The Christmas tree failed (for the first time ever!) to expand magically as Clara fell asleep, but when her nutcracker cast away his giant head we got Yoshihisa Arai, whose very few opportunities to dance unencumbered showed a strong sense of style which he generally quite politely contained in the bounds of his character. Eventually I caught myself just ignoring Clara and looking for him – was he going to give one of those great leaps again while I wasn’t paying attention?

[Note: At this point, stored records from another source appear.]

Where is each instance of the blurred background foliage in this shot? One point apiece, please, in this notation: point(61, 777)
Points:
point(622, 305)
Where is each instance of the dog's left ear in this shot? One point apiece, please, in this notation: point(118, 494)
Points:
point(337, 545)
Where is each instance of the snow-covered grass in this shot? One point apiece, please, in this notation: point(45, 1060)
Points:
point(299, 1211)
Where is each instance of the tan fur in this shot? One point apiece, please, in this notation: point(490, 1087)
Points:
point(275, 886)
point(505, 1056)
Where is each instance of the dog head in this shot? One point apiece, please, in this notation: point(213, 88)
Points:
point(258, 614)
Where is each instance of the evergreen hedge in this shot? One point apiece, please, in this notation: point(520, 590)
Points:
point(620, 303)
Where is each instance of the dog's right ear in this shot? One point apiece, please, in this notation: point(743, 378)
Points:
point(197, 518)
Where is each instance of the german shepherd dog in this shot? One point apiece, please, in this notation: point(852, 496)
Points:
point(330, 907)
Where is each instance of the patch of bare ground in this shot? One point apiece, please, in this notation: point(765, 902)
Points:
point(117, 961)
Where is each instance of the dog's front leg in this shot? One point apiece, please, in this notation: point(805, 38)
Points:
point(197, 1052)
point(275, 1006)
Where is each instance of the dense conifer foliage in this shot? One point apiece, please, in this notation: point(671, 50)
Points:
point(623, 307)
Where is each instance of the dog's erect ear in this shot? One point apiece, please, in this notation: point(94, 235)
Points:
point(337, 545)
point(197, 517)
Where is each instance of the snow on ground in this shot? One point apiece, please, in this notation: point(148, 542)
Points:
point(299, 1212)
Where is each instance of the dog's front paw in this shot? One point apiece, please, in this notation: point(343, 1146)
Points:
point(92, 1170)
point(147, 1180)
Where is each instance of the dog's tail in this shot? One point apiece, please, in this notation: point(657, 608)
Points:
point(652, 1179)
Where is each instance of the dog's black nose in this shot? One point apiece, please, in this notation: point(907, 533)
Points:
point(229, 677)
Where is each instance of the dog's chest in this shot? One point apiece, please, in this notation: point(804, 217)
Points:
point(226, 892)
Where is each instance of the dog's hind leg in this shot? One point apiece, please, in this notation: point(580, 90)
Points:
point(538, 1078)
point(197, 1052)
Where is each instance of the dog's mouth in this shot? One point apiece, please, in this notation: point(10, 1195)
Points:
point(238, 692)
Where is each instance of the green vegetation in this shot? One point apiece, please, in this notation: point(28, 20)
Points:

The Suites were … well, choreographed … unexcitingly. The Spanish dance didn’t have any real flamenco in it but was at least not offensively off; the Arabian dance (a woman borne aloft by two bare-chested men) was mostly about stretching and balancing; the Chinese dance and the Russian dance had music blasting full of energy overwhelming the actual movement on stage. Clara kept jumping into the dances – a nice touch of personality – but what I really would have liked to see is the power of what I was hearing matched by what I was seeing. I loved the unified look of it all, with the blue and white Chinese porcelain decorating Clara and the Nutcracker Prince’s pavilion – but I think in order to be a really good Nutcracker, it’s going to need a lot more work with what’s happening on stage. In short, it was a pleasant enough evening, but not a Nutcracker I’ll be using as a reference point for future performances of this classic work. It’s very family friendly, though, so I would recommend people who have the opportunity to see it do so.

(This review is for a performance that took place on Thursday, December 2nd, 2010 at the Grand Theatre, Leeds. It continues there through December 12th.)